- BBC News World
A reddish planet, with white and orange nebulae on a black background. That was a picture of the closest star to the sun, taken by the James Webb Telescope, which two weeks ago painted the most detailed images we know of the universe.
Etienne Klein, the French scientist who heads the research department at the French Atomic Energy Commission, posted the photo on his Twitter account, which has 92,000 followers.
The text of the original tweet, shared above, reads:
“Image of Proxima Centauri, the closest star to the Sun, located 4.2 light-years away from us. Captured by JWST. This level of detail…a new world is being revealed day by day.”
This post has more than 14,000 likes and 2,000 retweets. It got to such an uproar on social media that Klein felt compelled to admit the truth.
Actually it was picture a piece of chorizo.
That joke, for which the world apologized, was a way to question the credibility that netizens ascribe to expert voices and the fragile verification of content on social networks.
In light of some of the comments, I am compelled to clarify that this tweet showing an alleged shot of Proxima Centauri was a form of a leak. Let’s learn not to trust From the arguments for the authority and spontaneous rhetoric of certain images…”, posted.
He added, “Well, at an appetizing time, cognitive biases seem to be in fashion…so be careful with it. According to contemporary cosmology, there is no being that belongs to the Spanish charcuterie except on Earth.”
Klein, a physicist and philosopher of science, explained to the French portal Le Point what his intention was to publish: “This is the first time I have done a joke When I’m on this network as a scholarly reference figure. The good news is that some immediately understood the hoax, although it also took two tweets to clear it up.”

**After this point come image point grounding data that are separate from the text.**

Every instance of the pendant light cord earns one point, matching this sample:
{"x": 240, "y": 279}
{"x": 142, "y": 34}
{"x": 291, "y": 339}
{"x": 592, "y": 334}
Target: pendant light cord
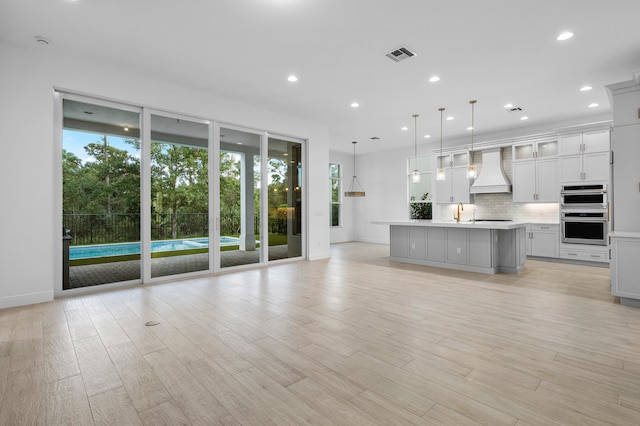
{"x": 473, "y": 104}
{"x": 354, "y": 159}
{"x": 441, "y": 112}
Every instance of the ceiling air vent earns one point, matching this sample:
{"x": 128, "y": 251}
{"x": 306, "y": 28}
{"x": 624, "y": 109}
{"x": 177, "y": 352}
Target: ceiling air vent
{"x": 401, "y": 54}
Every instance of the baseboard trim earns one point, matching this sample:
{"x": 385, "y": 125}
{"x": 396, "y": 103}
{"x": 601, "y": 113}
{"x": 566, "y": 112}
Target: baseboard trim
{"x": 320, "y": 256}
{"x": 25, "y": 299}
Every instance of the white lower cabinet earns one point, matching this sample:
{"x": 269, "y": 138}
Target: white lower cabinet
{"x": 584, "y": 252}
{"x": 625, "y": 254}
{"x": 543, "y": 240}
{"x": 464, "y": 248}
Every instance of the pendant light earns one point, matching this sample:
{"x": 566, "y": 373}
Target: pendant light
{"x": 355, "y": 190}
{"x": 415, "y": 175}
{"x": 471, "y": 172}
{"x": 440, "y": 174}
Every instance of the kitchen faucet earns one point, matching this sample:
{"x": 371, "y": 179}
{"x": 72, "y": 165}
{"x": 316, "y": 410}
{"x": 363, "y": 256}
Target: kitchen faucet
{"x": 460, "y": 207}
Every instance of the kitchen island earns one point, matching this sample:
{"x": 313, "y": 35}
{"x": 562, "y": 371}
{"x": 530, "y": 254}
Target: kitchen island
{"x": 483, "y": 246}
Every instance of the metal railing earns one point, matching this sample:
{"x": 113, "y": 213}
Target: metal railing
{"x": 124, "y": 227}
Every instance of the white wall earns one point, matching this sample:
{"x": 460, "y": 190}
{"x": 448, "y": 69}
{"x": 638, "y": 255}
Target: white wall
{"x": 384, "y": 178}
{"x": 30, "y": 232}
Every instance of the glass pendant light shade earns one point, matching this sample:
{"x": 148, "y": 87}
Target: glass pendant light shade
{"x": 471, "y": 172}
{"x": 440, "y": 174}
{"x": 415, "y": 175}
{"x": 355, "y": 190}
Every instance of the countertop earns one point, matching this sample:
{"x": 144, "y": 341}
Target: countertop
{"x": 454, "y": 224}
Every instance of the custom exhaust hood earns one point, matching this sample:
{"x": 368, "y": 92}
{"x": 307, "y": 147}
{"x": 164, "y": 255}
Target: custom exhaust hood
{"x": 491, "y": 178}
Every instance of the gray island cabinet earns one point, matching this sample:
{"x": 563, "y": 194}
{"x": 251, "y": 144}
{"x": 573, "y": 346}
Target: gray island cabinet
{"x": 487, "y": 247}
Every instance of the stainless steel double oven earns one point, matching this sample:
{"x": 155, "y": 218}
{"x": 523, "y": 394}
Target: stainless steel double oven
{"x": 584, "y": 214}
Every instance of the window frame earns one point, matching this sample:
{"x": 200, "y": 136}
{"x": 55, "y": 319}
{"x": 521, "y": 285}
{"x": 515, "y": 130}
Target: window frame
{"x": 333, "y": 203}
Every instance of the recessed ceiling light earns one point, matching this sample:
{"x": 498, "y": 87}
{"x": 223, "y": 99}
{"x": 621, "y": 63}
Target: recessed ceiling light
{"x": 43, "y": 41}
{"x": 565, "y": 36}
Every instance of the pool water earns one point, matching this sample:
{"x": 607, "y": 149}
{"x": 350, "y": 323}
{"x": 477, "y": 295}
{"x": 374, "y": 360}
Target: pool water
{"x": 120, "y": 249}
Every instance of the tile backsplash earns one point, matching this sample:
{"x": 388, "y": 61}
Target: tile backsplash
{"x": 501, "y": 206}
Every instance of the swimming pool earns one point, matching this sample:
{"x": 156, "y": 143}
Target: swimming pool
{"x": 121, "y": 249}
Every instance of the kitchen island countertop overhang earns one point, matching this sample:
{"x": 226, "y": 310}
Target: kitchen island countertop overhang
{"x": 479, "y": 224}
{"x": 482, "y": 246}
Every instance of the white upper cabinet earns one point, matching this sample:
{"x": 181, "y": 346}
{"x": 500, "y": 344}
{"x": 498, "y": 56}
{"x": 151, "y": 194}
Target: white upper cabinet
{"x": 455, "y": 188}
{"x": 535, "y": 172}
{"x": 585, "y": 157}
{"x": 595, "y": 141}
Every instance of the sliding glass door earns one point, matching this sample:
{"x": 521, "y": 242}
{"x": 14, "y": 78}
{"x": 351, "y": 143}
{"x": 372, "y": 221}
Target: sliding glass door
{"x": 140, "y": 188}
{"x": 240, "y": 200}
{"x": 285, "y": 189}
{"x": 100, "y": 193}
{"x": 179, "y": 228}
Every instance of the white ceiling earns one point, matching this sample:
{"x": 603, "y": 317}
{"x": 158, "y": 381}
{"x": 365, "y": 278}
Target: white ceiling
{"x": 495, "y": 51}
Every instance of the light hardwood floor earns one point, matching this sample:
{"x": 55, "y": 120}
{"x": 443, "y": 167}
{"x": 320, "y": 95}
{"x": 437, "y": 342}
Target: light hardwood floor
{"x": 354, "y": 340}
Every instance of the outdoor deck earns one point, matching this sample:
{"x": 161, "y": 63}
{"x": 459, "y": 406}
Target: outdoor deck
{"x": 90, "y": 275}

As if it were an experiment, he asserted, the reaction “illustrates the fact that in this type of social network, fake news is always more successful than real news.”
And the scientist saw that if he did not associate the image of the sausage with the James Webb Telescope “It will not be very successful“.
The James Webb Space Telescope was launched on December 25, 2021 and is the successor to the famous Hubble Space Telescope.
It is expected to make all kinds of observations of the sky, but it should achieve two main goals: to take pictures of the first stars that brightened in the universe more than 13.5 billion years ago, and to discover distant planets to see if they can. be habitable.